Déboulonner les statues, interdire le film « Autant en emporte le vent », ou autre ne servent à rien car à l’origine de l’esclavage et de tout ce qui en découle, est à remettre en face des différents roi et chefs africains au début de ça. Ce sont ces chefs des pays d’Afrique qui ont vendu leur peuple sans se poser de question à savoir si l’éthique y était ou pas. Seulement l’appât du gain et surtout pas de remise en question de leur geste. Tous les manifestants devraient se retourner vers les pays d’origine, les seuls fautifs.

Honte à la traduction révisionniste et bien-pensante de Josette Chicheportiche ! N’importe quel document sonore d’époque révèle que les noirs n’avaient pas le même accent que les blancs, ce qui est logiquement retranscrit en littérature !

Je suis chercheuse au CNRS, anthropologue, spécialiste de l’esclavage.

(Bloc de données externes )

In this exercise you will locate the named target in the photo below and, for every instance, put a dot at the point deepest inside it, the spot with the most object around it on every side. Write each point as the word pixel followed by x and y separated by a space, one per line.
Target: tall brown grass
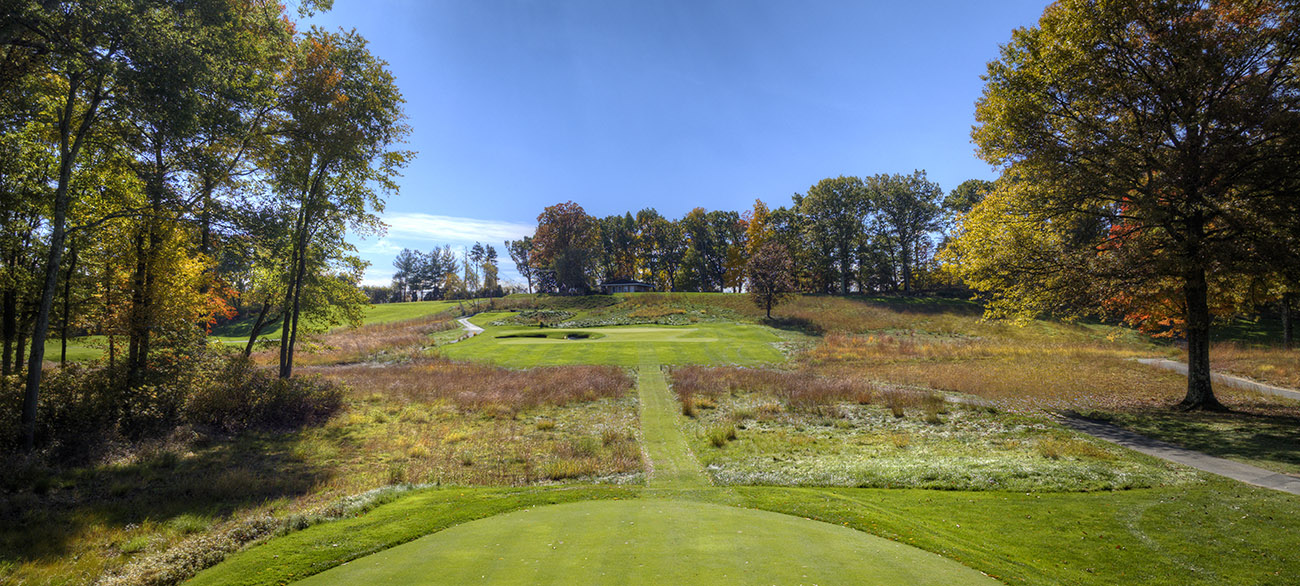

Je suis simplement scandalisée par les propos que je viens d’entendre sur « Autant en emporte le vent ». Jamais le profond drame humain qui installe la barbarie au cœur de notre modernité occidentale aujourd’hui globalisée, ne sera reconnu si même les contributeurs de France Inter distillent de tels arguments à peine informés sur les horreurs de la traite et de l’esclavage européens. Comment comprendre l’affaire George Floyd avec de tels commentaires (…). Merci cependant pour l’information utile sur Le Clézio qui rajoute à cette désespérance quant à la juste reconnaissance de l’histoire du monde transatlantique (ce que les spécialistes appellent le Black Atlantic à la suite de Paul Gilroy).